You heard it here first, even though folks have wanted CF-like effects in other applications for years, without understanding that CF can only do windows and everything outside the windows (e.g., screenlets and launcher docks).

This would be especially useful for the multitouch interaction that we’ll probably see with Compiz before the year is out.

I could imagine something like the following, but with multitouch interactivity:

New filesharing network idea

Oggtella.

It will be Gnutella (the network that you use if you’re using Limewire) sans the proprietary file formats (.mov, .wma, .ra, and the ubiquitous .mp3 and .avi).

Thus, you can freely obtain music and video without the whole “royalties”/”codec-propriety” thing to worry about (often a concern for developers of FOSS-based operating systems and media players).

I’ll be listing this as one of my “top ten” reasons to move back to Ubuntu or Gobolinux if it’s ever created.

No more Linux (yes, you read me right)

That’s right. No more hard drive partitions on my part. That is, not until ReactOS or Haiku are released.

I’ve realized that, since GNU/Linux was made to directly emulate Unix, a server-centered operating system from less than half a century ago, and since I’m not running a server, GNU/Linux has no reason to be on my (or *any*) PC.

Well, except for maybe Gobolinux, which, for once, isn’t based off of any pre-existing Unix filesystems.

However, since they’ve said that Gobolinux is similar in concept to BeOS (which I’m sure some of you have heard of back a couple of years ago), I guess that I’ll just wait until Haiku, the open-source continuation of BeOS, comes out.

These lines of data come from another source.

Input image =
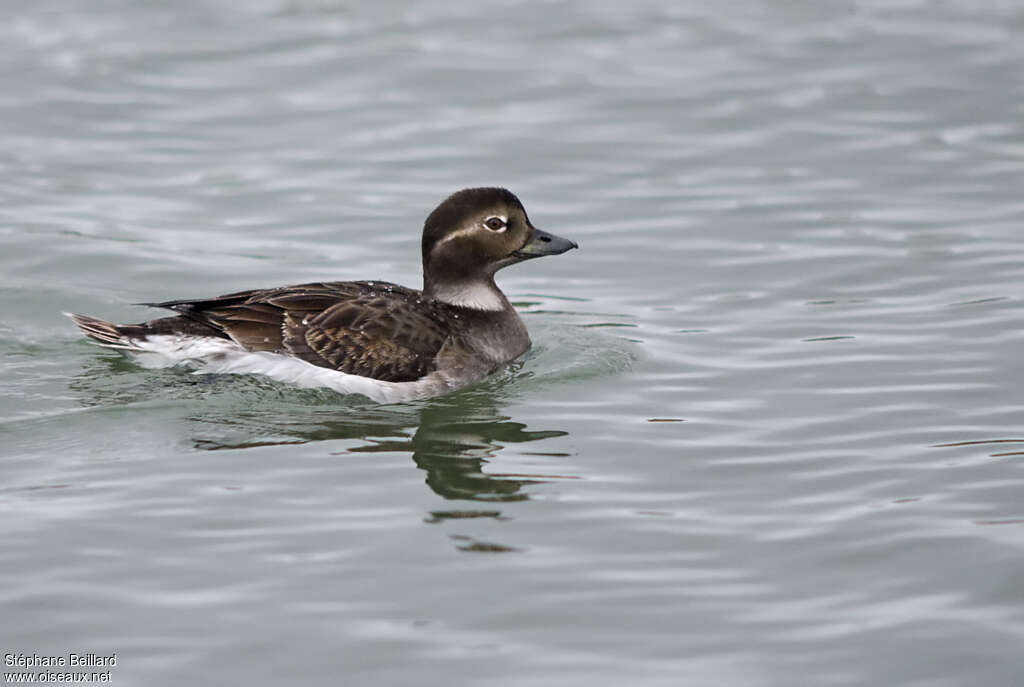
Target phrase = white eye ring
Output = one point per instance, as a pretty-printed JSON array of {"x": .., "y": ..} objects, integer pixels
[{"x": 496, "y": 223}]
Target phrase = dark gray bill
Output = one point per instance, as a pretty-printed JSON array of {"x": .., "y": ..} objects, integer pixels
[{"x": 542, "y": 243}]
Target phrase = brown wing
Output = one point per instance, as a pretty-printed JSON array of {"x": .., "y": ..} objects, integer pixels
[{"x": 372, "y": 329}]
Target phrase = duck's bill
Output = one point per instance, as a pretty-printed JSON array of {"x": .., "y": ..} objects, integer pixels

Or hell, I could just wait until ReactOS is released. They aim to be binary-compatible with Windows NT (from 1993), the core component for every Windows that has come out ever since (including XP and Vista). The way things are at Microsoft, I could stand to wait for the ReactOS team to put MS out of their misery (and set lots of developers, DEVELOPERS, DEVELOPERS free in the process).

Yep, I can wait with all this ingrown hair that I’ve plucked out of my face. Bastards…

Oh, and I guess I’ll stay back on for the time being, too.

Meh.

Why Linux won’t “conquer the desktop” (for the next decade)

I don’t think most people these days know that Linux is only a kernel.

I mean, sure, its great that GNU/Linux (that is, GNU *plus* the Linux monolithic kernel) has been ported to so many devices and hardware platforms, but I think that that’s probably the (or a) basis for the reason(s) why you won’t be hearing about a single “killer desktop distro” coming out of the GNU/Linux platform anytime in the near future.

Because GNU/Linux was not made for the common desktop from the onset, we’ve only seen a recent spate of GNU/Linux distributions which have been aimed for that particular audience, which is currently dominated by Windows and Mac OS X (both of which have long scored with hardware. UPnP, anyone?). Plus, because there is such a plethora of distributions already (which should go without saying for the desktop-oriented distros, such as Ubuntu), desktop users will have a hard time figuring out exactly which one they would want to try out. After all, probably the vast majority of Windows users aren’t geeks who will take time to even install software at any rate (like my oldest Sis, although its understandable since her ex-husband lent an HP Pavilion to her and because it has only a tiny bit of RAM).

Frankly, if there is going to be a large-scale collective movement of the GNU/Linux operating platform to the desktop/laptop, they’ll have to withdraw from the longstanding stereotypes and barriers which have hindered such efforts in the past. I’d actually say that the Desktop/Laptop GNU/Linux distribution which could make the largest killing on its target area will look, act, and feel alot more different from the present-day Ubuntu.

Maybe its Symphony OS? Or what about ELive?

Maybe even one that natively uses Sun’s Looking Glass Project?

I dunno….give them a few years to develop and we’ll see.